Jasanoff's definition incorporates how knowledge shapes both science and social order (sometimes simply described as the co-production of science and policy or society). How we represent knowledge-- through charts and graphs, DNA samples, lie detector tests, brain scans, environmental impact assessments, maps, etc.-- has implications for not just science, but society. For example, a map of climate change vulnerability can show the scientific results of a study, but it also holds implicit values and political implications.
The creators of this climate change vulnerability map chose not to include most developed countries in their assessment, which certainly has impacts of how we view climate change. For example, climate change is sometimes viewed as a problem mostly facing developing countries, and this map reinforces this. Co-production of knowledge and social order goes beyond just media representations of science; it is deeply important for our political system, and how we make decisions based on science.
We often think of science as a top-down, self-regulating hierarchy of experts. But when science gets used in decision-making, it must conform to the ideals of democracy. Science cannot dictate policy decisions, but can be a useful political tool. Thus, incorporating the "co-production" perspective of science and society can make the role of science more clear in these situations, rather than the muddled role it currently takes. For example, Roger Pielke Jr. shows how the Intergovernmental Panel on Climate Change (IPCC) ignored the "co-production of knowledge" and instead engaged in what he calls "stealth advocacy" of policy. If the IPCC was more upfront about the political implications of their climate change assessments, they would act as more of an "honest broker" of the co-production of science and policy.

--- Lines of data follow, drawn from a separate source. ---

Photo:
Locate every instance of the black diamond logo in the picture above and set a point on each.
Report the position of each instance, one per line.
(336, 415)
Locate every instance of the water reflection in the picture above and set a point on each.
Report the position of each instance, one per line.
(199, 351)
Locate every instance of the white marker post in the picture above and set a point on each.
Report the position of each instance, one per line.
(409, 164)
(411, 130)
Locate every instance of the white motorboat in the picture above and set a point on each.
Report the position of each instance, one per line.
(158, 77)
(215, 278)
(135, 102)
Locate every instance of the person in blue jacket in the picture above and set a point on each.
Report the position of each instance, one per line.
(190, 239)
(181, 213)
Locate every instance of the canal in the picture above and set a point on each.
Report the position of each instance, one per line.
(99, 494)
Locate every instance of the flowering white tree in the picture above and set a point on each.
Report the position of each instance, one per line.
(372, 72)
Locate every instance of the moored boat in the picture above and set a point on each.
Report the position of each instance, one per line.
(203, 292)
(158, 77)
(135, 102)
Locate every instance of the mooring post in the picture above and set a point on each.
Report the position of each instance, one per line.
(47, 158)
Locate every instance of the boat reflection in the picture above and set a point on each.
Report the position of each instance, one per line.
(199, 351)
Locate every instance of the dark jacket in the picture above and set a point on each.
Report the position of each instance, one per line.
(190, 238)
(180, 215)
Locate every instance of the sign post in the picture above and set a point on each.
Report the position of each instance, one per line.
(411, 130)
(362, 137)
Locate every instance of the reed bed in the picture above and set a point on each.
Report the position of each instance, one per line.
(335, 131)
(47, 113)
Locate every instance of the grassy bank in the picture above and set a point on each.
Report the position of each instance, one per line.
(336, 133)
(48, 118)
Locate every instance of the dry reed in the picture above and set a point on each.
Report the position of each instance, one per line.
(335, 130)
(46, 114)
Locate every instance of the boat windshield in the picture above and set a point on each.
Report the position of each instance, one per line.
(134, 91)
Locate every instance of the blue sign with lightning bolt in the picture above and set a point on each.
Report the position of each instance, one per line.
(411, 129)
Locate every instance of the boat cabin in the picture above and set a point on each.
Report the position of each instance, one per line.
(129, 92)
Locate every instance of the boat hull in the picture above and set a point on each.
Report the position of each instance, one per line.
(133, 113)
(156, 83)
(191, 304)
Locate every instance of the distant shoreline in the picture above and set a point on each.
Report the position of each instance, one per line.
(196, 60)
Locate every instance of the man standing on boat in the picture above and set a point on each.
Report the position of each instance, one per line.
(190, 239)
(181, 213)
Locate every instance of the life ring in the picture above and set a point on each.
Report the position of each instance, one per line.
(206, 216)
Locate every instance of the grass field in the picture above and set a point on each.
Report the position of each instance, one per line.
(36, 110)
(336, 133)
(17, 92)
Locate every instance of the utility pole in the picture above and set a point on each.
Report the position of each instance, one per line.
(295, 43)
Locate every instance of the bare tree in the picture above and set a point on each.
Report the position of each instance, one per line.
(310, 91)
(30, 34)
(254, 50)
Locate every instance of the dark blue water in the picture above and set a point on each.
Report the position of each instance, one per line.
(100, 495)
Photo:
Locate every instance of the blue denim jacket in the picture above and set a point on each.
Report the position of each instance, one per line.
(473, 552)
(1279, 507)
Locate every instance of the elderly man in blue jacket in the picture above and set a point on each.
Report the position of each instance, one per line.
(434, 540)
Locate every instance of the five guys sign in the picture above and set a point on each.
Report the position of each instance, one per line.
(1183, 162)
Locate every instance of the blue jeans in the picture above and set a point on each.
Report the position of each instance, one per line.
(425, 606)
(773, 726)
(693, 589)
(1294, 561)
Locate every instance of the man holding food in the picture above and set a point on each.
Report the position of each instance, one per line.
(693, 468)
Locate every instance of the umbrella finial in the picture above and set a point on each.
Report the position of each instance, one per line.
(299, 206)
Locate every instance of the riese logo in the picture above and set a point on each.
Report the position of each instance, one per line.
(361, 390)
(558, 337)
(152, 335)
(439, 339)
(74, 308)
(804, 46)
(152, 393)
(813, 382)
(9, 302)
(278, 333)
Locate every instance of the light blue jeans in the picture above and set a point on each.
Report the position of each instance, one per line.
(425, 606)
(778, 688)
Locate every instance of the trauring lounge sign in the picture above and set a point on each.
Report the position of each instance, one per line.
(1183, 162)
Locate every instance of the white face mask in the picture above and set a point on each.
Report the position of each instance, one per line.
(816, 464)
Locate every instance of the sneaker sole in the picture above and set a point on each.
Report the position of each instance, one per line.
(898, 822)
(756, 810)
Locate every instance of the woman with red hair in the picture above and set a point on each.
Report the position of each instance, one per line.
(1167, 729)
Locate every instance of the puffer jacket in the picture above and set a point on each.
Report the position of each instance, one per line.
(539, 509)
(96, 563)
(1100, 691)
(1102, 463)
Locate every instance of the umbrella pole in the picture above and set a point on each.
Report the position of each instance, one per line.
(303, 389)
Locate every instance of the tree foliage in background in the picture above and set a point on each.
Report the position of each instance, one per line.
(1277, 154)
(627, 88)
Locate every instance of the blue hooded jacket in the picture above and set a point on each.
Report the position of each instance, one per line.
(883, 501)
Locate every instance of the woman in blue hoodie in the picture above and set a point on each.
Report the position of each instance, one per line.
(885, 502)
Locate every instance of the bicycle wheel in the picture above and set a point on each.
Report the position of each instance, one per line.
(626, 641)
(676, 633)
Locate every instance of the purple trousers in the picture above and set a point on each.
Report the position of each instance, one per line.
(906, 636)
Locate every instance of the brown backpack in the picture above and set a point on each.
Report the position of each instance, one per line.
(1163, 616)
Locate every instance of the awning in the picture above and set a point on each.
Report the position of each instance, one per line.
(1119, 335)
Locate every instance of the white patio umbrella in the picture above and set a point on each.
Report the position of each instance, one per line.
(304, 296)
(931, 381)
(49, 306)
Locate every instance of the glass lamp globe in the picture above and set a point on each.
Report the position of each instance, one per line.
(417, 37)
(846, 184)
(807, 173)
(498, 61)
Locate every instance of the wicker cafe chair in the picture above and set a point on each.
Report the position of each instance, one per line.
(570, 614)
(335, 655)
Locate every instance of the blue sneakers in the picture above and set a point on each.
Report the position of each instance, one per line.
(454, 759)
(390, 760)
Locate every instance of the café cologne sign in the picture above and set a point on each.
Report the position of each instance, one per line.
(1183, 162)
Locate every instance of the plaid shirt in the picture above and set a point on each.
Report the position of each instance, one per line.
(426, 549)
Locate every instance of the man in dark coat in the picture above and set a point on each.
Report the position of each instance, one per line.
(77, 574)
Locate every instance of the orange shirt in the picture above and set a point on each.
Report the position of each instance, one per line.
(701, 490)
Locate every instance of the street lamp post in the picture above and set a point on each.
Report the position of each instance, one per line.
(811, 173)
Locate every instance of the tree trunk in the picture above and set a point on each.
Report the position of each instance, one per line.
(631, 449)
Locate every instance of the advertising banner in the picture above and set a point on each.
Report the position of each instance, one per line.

Several scholars have examined climate change knowledge from a co-production perspective. Vogel et al. (2007) examine the connections between co-production and science communication. Commenting on many of the topics previously discussed in this blog, they use the case study of food security and climate vulnerability assessments in southern Africa, and how crossing the science-practice boundary through stakeholder engagement resulted in more useful assessments that could be utilized by local organizations and governments. By recognizing the needs of stakeholders, the knowledge gained from these assessments can be used in more democratic ways.
Lemos and Morehouse (2005) look at the case study of NOAA's regional integrated science assessment (RISA) program (coincidentally, the Great Lakes basin now has a GLISA program). The Southwest RISA used a process of stakeholder dialogues to produce a regional assessment of climate change impacts that was relevant and useful to end users. The authors write,
"Co-production of science and policy in the context of integrated assessment activities requires substantial commitment to the three components we have identified: interdisciplinarity, stakeholder participation, and production of knowledge that is demonstrably usable." (Lemos & Morehouse, 2005, p. 66)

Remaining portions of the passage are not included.